Ну, я же говорил, что все! – улыбнулся Матвеич и отодвинув на край кровати тело уснувшего Леллямера, приобнял смеющуюся пьяную Соню.
А ты тоже не зевай! – кивнул мне в сторону Тони Иван Матвеевич.
А я ему теперь не нужна, – вдруг разрыдалась Тоня.
А это еще почему?! – удивился Иван Матвевич.
А у него теперь богатая есть, – сквозь слезы прохрипела Тоня.
Что ж ты, мил человек, наших баб обижаешь? – насупился Иван Матвеевич. – Что же, поматросил и бросил, что ли? – и вдруг неожиданно заехал мне кулаком в ухо.
Ах, ты старый хрен! – неожиданно вцепилась в волосы Ивана Матвеевича Тоня.
– Не бей его! – защищая Ивана Матвеевича, заголосила Соня, и мы даже не успели заметить, как они быстро выскочив из-за стола, начали драться, причем, дрались они очень отчаянно и жестоко, а я, пока их разнимал, получил, неизвестно от кого, здоровенный фингал под левым глазом, а пьяный Матвеич в это время сидел за столом, и покачивая своей косматой головой, плакал и приговаривал:
Простите меня, ребяты, старого дурака! Я ведь хотел как лучше!
И только, когда Тоня с Соней успокоились, и улеглись вместе на одну кровать с Леллямером и захрапели, в комнату вошла Клара, одетая в черное платье с круглым толстым воротом, прикрывавшем ее шею, и огненно-рыжими волосами собранными сзади в пучок.
Я пришла к тебе, я просто соскучилась! – улыбнулась она своими сшитыми, как будто наспех, губами.
Сгинь! Сгинь, чудовище! – замахал руками пьяный Матвеич, думая, что перед ним стоит ведьма.
Замолчи старик, ты просто пьян, – сказала Клара, усаживаясь рядом со мной за стол.
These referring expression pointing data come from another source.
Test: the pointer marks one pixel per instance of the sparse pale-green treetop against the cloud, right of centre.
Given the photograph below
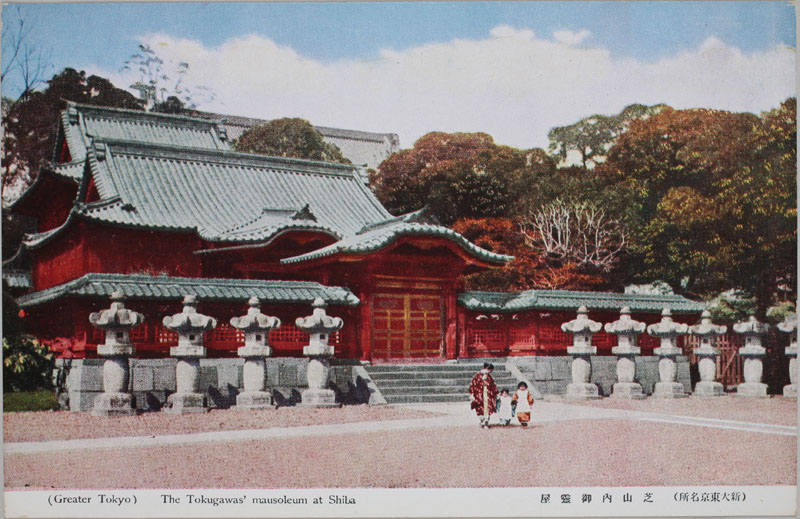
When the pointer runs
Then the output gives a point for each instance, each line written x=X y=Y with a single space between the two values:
x=593 y=136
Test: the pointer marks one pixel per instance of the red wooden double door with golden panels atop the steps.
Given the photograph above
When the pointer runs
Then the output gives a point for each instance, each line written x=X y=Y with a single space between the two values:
x=407 y=326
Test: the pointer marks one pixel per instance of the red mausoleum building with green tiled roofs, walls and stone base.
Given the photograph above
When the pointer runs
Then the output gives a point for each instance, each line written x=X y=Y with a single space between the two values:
x=158 y=207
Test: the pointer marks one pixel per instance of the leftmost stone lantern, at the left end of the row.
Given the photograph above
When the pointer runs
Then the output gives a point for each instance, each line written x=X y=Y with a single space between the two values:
x=116 y=322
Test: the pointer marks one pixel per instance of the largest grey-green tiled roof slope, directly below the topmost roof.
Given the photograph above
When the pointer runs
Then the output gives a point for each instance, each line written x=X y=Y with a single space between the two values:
x=223 y=195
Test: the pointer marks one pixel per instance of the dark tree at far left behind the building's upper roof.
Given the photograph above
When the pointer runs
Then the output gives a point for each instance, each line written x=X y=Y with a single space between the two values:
x=29 y=126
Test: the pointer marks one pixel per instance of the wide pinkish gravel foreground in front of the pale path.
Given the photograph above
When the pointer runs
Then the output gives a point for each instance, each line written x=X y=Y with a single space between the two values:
x=579 y=453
А, ну да, наверно галлюцинация, – прошептал Иван Матвеевич и подложив под голову руки на столе, быстро уснул.
Это твои друзья?! – грустно улыбнулась Клара.
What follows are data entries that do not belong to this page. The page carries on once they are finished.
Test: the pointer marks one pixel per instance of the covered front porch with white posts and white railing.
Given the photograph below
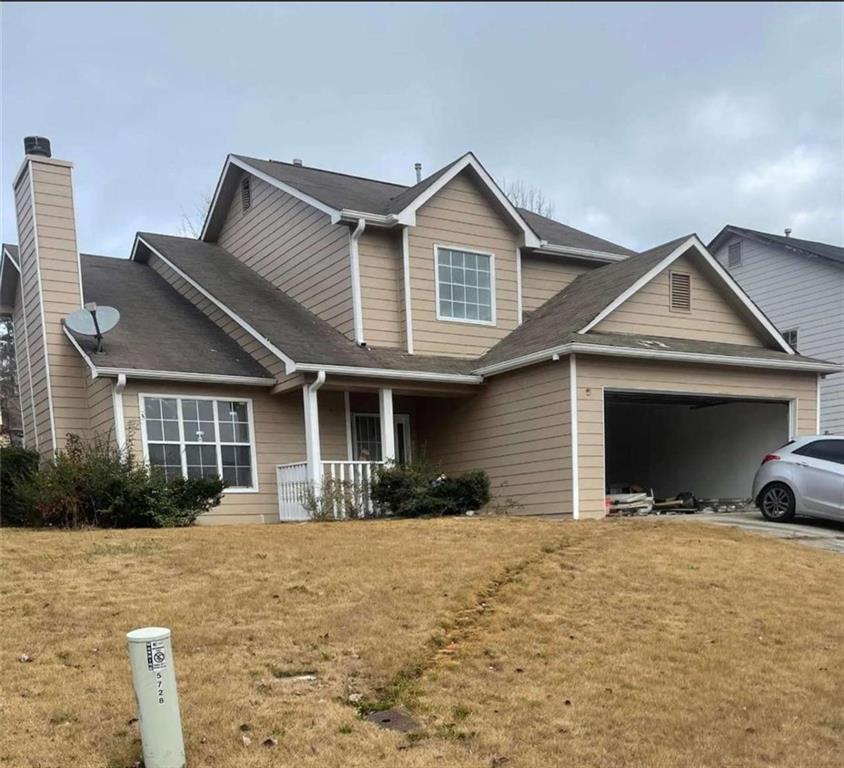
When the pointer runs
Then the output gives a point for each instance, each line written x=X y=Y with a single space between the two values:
x=382 y=423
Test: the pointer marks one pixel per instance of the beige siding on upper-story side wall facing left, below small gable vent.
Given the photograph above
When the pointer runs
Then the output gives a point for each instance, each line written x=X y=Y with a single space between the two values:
x=296 y=248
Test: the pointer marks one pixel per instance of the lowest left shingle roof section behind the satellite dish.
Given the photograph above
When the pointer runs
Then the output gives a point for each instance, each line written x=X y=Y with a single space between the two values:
x=158 y=329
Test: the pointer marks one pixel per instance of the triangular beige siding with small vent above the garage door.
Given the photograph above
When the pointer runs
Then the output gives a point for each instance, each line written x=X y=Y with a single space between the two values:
x=712 y=317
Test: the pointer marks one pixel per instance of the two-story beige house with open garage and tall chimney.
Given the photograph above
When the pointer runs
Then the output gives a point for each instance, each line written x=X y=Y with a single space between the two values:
x=323 y=322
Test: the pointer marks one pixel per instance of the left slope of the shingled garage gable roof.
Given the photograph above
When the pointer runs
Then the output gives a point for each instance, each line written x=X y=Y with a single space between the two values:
x=572 y=308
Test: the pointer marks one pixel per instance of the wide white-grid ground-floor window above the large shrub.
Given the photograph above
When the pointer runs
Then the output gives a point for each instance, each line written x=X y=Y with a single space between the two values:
x=200 y=437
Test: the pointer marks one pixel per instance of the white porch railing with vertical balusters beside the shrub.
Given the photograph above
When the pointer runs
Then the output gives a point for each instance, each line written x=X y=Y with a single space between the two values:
x=349 y=483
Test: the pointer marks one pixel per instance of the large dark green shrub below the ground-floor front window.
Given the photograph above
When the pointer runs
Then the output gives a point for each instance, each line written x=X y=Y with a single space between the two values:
x=95 y=483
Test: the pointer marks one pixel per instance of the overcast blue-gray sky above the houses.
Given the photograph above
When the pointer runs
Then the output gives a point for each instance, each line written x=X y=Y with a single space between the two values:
x=640 y=122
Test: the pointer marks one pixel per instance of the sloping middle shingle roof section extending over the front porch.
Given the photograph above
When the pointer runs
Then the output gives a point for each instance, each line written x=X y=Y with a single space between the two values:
x=297 y=332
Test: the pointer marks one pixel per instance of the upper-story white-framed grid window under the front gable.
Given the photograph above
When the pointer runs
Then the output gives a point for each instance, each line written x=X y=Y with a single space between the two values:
x=465 y=285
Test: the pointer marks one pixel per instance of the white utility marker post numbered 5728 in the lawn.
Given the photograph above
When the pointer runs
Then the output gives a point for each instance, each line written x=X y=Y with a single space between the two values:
x=154 y=679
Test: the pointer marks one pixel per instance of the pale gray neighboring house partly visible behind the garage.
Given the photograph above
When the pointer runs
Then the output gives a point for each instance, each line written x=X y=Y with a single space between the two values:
x=799 y=284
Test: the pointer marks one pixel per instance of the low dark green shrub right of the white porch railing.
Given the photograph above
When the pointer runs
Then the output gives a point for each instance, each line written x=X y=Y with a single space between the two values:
x=417 y=488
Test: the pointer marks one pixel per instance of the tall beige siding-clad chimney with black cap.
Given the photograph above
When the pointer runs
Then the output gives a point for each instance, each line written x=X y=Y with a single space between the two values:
x=51 y=288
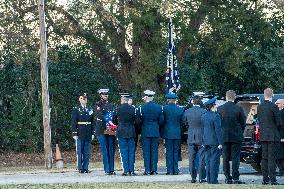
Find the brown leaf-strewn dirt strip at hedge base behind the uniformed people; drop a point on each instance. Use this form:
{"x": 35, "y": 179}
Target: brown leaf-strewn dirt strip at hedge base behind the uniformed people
{"x": 36, "y": 159}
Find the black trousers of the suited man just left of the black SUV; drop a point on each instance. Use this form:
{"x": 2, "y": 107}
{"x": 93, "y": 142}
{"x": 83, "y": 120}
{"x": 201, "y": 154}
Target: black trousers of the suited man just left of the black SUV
{"x": 231, "y": 152}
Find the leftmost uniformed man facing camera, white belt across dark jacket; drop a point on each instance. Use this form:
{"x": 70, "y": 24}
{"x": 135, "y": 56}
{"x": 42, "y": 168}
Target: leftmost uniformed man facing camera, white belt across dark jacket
{"x": 83, "y": 132}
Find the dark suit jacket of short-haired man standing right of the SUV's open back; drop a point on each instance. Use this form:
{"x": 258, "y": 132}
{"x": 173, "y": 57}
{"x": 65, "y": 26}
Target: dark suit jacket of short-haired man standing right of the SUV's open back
{"x": 268, "y": 116}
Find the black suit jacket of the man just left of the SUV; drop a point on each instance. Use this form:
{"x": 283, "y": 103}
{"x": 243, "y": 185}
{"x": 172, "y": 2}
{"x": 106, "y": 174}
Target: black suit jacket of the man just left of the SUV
{"x": 233, "y": 122}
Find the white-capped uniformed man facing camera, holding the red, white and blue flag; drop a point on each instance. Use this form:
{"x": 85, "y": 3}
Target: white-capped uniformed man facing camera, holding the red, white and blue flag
{"x": 107, "y": 142}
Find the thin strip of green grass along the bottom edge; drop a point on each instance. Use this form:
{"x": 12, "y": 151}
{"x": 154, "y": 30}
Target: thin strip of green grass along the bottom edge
{"x": 136, "y": 186}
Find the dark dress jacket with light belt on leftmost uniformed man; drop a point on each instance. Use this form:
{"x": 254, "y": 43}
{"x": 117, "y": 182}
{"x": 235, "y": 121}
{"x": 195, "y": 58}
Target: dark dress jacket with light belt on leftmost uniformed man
{"x": 82, "y": 122}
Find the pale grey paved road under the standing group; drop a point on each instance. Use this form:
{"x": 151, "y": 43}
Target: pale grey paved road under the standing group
{"x": 96, "y": 176}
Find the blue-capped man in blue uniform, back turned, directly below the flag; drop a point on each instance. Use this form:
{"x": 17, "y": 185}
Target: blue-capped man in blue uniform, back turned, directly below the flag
{"x": 171, "y": 132}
Да, друзья, – вздохнул я, притрагиваясь к своему синяку под глазом одним указательным пальцем.
А кто это тебя так разукрасил?! – засмеялась Клара.
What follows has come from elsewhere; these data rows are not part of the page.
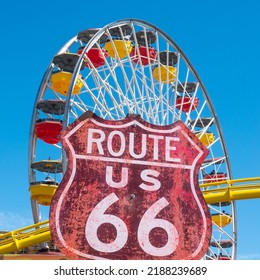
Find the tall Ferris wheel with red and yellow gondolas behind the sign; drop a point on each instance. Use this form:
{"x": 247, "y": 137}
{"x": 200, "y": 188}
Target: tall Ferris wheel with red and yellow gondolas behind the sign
{"x": 127, "y": 67}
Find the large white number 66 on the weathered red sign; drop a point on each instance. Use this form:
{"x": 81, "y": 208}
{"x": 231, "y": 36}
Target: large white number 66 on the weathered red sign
{"x": 148, "y": 222}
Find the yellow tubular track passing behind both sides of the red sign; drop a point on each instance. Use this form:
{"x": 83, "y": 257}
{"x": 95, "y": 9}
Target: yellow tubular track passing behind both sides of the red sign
{"x": 216, "y": 192}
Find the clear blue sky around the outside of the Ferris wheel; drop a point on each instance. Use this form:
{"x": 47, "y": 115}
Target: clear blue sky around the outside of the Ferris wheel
{"x": 220, "y": 37}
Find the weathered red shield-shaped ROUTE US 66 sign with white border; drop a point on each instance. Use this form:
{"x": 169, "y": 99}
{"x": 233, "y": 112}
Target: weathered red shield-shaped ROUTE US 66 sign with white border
{"x": 130, "y": 192}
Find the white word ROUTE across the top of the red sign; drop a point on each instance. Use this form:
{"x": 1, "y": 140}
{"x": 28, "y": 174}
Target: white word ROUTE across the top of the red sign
{"x": 117, "y": 144}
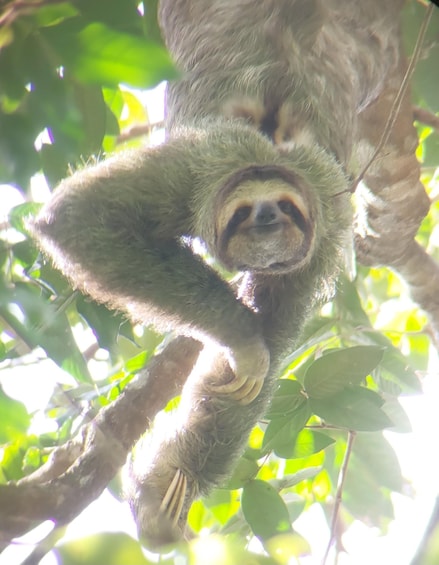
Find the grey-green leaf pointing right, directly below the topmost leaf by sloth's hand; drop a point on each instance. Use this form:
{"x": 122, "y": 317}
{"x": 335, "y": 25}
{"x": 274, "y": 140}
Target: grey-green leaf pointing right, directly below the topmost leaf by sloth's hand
{"x": 354, "y": 408}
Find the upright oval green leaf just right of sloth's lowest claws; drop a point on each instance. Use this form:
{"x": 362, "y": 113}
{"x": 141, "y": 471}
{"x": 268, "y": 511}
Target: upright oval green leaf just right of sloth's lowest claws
{"x": 264, "y": 510}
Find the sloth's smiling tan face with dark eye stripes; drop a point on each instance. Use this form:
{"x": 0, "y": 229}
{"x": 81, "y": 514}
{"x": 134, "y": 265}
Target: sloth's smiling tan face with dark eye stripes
{"x": 265, "y": 226}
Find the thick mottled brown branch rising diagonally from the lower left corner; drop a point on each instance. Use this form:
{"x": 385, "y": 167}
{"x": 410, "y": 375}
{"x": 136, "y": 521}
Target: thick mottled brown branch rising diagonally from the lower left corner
{"x": 79, "y": 471}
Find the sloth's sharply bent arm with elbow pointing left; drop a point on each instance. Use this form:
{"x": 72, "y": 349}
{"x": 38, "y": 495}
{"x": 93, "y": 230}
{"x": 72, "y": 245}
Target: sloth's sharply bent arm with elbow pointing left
{"x": 115, "y": 231}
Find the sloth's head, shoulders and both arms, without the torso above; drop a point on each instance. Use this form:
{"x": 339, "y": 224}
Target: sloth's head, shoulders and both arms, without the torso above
{"x": 118, "y": 231}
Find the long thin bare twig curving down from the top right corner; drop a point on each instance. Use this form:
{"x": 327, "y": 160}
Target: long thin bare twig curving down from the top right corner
{"x": 396, "y": 106}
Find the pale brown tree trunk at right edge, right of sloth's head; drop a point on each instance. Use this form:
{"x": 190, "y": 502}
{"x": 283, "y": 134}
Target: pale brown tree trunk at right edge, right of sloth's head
{"x": 394, "y": 201}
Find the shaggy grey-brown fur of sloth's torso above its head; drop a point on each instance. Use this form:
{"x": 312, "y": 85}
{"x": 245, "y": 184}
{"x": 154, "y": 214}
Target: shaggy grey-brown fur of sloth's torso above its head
{"x": 320, "y": 61}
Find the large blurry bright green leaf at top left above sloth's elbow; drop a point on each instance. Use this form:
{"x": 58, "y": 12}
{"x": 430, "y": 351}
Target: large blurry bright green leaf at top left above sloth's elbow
{"x": 98, "y": 55}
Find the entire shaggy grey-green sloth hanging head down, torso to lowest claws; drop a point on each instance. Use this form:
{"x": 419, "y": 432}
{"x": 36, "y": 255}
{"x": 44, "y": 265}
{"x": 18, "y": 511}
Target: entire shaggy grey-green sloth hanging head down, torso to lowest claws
{"x": 266, "y": 128}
Да, это бабы чего-то не поделили, а я их разнимал, – объяснил я Кларе.
Надо же, почти как мы с Идой?! – изумилась Клара.
А вы что, тоже деретесь?! – опешил я.
Еще как! – похвасталась Клара.
И кто из вас побеждает?!
Да, никто, – прошептала Клара, – можно, я тебя поцелую, мой маленький принц! – и обняв, поцеловала меня, а из ее асимметричных глаз потекли слезы.
Я и сам от жалости прослезился.
Ты, единственный, кто мне сказал, что я никогда не буду одинока, – прошептала она, – ты ведь мне не солгал?!
Нет, не солгал, – я глядел на нее и плакал.
Только не жалей меня, – попросила она.
А я и не жалею, – всхлипнул я, – я просто тебя люблю.
Разве так бывает?! – грустно вздохнула она.
Бывает, – шепнул я и усадил ее к себе на колени.
Вообще я такая дура, – призналась Клара, – уговорила Иду соблазнить тебя! А все потому, что отвыкла чувствовать себя женщиной из-за этого уродливого лица!
Надо просто верить с себя, и все будет хорошо, – прошептал я, целуя Клару в ее шероховатые губы.
А ты думаешь, я не верю?! – вдруг обиделась Клара. – Да если б я не верила, то я бы никогда сюда и не пришла!
Прости, – вздохнул я, крепко обнимая ее, – я еще такой глупый, я еще только учусь быть мудрым!
Я тоже! – засмеялась она и поцеловала меня.
О Господи, уже вечер! – я только сейчас заметил нарастающие сумерки в окне.
А вы что, с самого утра здесь сидите, – изумилась Клара.
Выходит, что так, – покраснел я.
Так ты, выходит, пьяница? – усмехнулась она.
Да, нет, я большей частью самогоном пятки себе протирал под столом, – честно признался я Кларе.
Едрить твою! – спросонья вздохнул дед, и мы с Кларой весело рассмеялись, и взявшись за руки, тихо вышли из комнаты.
Только в эту минуту я почувствовал, что действительно люблю Клару, и что для меня она никакое не чудовище, а самое волшебное сокровище, ибо под ее уродливой маской я наконец увидел ее прекрасную душу, изливающую на меня потоками весь свой внутренний свет.